For me, when I build a connection based on the hope of what could be, I get stuck in the endless spiral of convincing myself that what I see is enough. I force myself to believe my partner is perfect because I can’t let go of the hopes I have for that person, and the hopes I have for us. As an example, when I was younger, I remember liking someone because of how much I was attracted to him, and ended up overlooking the fact that our values didn’t align. I hoped that with time, things might change. I loved the idea of my partner so much that I failed to see that I was settling for his disrespectful behaviours and emotional unavailability. It wasn’t until I walked away that I realized I was in love with the potential of what he could be — the ideal man I wanted — thinking that if I loved him harder, he’d rise to that potential.
It’s comforting to know that I’m not alone in this and others have similar stories to share.
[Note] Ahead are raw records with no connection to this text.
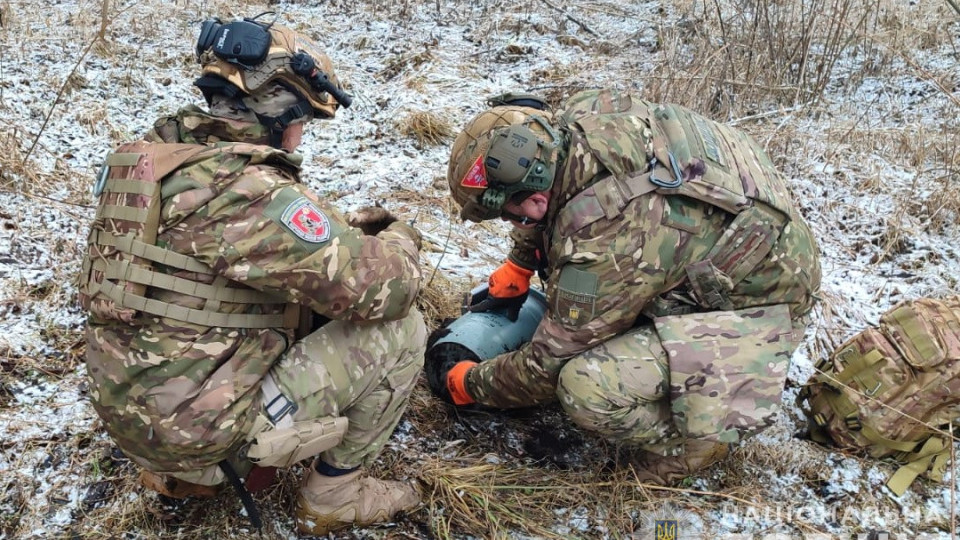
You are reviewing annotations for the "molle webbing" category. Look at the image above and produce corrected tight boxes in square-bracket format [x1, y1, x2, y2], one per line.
[84, 142, 299, 328]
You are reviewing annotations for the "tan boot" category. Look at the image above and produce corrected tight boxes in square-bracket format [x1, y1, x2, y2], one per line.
[140, 469, 220, 499]
[296, 469, 420, 536]
[633, 439, 730, 486]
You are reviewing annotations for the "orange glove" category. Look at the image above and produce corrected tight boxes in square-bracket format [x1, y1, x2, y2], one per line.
[489, 259, 533, 298]
[447, 360, 477, 405]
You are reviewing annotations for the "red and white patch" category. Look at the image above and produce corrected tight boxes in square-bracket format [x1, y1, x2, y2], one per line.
[460, 154, 487, 189]
[280, 197, 330, 244]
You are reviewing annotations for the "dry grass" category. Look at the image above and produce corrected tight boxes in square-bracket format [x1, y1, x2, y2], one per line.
[397, 111, 453, 148]
[0, 0, 960, 538]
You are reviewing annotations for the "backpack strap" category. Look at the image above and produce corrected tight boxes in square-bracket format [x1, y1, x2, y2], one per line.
[878, 437, 952, 497]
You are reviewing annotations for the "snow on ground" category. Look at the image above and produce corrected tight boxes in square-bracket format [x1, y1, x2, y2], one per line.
[0, 0, 960, 538]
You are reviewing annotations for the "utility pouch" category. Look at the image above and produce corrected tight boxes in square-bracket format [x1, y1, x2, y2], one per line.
[247, 416, 348, 467]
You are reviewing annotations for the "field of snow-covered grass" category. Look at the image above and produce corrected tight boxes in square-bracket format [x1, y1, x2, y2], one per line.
[0, 0, 960, 539]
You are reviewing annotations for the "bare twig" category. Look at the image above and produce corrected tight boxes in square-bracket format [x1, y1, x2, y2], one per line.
[727, 101, 813, 126]
[20, 35, 100, 167]
[540, 0, 600, 37]
[947, 0, 960, 15]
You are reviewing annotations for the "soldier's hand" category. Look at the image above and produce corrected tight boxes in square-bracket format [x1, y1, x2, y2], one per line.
[347, 206, 397, 236]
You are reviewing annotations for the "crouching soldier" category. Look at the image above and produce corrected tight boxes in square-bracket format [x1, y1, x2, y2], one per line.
[426, 90, 820, 483]
[81, 14, 426, 534]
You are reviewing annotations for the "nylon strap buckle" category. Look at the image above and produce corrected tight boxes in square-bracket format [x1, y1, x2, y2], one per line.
[650, 152, 683, 189]
[843, 416, 863, 431]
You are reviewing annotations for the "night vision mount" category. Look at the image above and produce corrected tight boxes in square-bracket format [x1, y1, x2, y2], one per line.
[197, 12, 353, 108]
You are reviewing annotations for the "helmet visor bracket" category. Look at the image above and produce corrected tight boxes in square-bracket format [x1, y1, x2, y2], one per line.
[470, 116, 559, 221]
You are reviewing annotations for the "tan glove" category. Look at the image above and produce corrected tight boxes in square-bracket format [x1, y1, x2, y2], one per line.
[347, 206, 397, 236]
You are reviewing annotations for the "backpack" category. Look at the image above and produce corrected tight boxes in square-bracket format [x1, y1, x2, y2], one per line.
[797, 296, 960, 496]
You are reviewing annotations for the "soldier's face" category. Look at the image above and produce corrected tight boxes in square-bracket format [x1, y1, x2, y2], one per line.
[500, 191, 550, 229]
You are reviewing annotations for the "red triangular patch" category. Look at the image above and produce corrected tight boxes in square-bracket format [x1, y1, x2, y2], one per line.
[460, 154, 487, 189]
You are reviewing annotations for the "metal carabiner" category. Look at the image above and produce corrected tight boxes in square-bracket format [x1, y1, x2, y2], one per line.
[650, 152, 683, 188]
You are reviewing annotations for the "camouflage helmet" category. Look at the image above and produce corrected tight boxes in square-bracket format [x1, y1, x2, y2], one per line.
[447, 105, 560, 222]
[195, 19, 350, 120]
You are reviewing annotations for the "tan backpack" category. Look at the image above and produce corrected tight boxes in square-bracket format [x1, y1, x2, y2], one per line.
[797, 296, 960, 495]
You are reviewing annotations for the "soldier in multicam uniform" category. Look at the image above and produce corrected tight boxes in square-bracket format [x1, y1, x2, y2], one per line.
[426, 90, 820, 483]
[81, 16, 426, 534]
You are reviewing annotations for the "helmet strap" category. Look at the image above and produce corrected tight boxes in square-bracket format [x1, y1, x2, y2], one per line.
[253, 98, 313, 148]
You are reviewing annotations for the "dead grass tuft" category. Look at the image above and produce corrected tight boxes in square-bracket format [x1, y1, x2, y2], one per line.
[397, 111, 453, 149]
[377, 50, 433, 81]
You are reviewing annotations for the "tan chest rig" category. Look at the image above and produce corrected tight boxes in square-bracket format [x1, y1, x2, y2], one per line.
[80, 141, 301, 329]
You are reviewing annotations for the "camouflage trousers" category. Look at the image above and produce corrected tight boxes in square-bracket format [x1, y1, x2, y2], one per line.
[270, 308, 427, 468]
[557, 305, 806, 455]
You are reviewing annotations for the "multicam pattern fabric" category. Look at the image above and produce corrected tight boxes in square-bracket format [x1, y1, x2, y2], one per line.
[87, 107, 421, 472]
[801, 296, 960, 457]
[271, 308, 427, 469]
[467, 91, 820, 439]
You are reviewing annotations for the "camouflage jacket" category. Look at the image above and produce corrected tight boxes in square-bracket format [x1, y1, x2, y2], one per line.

For example, in an article for HuffPost, author Tamara Angela admits to a deeply ingrained habit of falling for a person’s potential — a habit she calls horrible. She tends to see the best in people, believing everyone has redeeming qualities. I feel every relationship I’ve ever had has made me realize that I tend to draft dreamy love stories in my head and then get disappointed when the person doesn’t meet those expectations. Even so, this has also helped me grow as a person and know what I want in a relationship, what is realistic to expect, and what I can’t stand. Knowing my boundaries helps me know what to look for, know what I deserve, and remind myself to not settle for less.Â
Growing up I learned that it’s exceptionally important to be happy with yourself and love yourself — so if someone offers you love, you can accept it. You can’t pour from an empty cup. I believe you shouldn’t pause your life or wait to be happy until you find someone. If someone does come along, ask yourself if you’re okay with the person staying the way they are in the present. Asking this could help you tell whether you are falling for a dream or reality.
Falling for the potential of a dream is beautiful in theory, but extremely unrealistic. I think it’s like gambling because you can never be sure if the potential will turn into reality, and by the time you realize it won’t, you are all set up for heartbreak. I’d encourage you to be more self-aware, cultivate realistic expectations, and establish healthy boundaries. Remind yourself to always match actions with words and know that it’s not your job to fix someone with your love. If we cannot accept someone for who they are currently, I think we should let them go.Â
It’s important to realize that someone out there will meet all the expectations you have; and if one person won’t, someone else will. Still, I think it’s also important to learn to be happy by yourself. If we can love the potential so deeply, imagine how much more we can love someone who’s already everything we want them to be.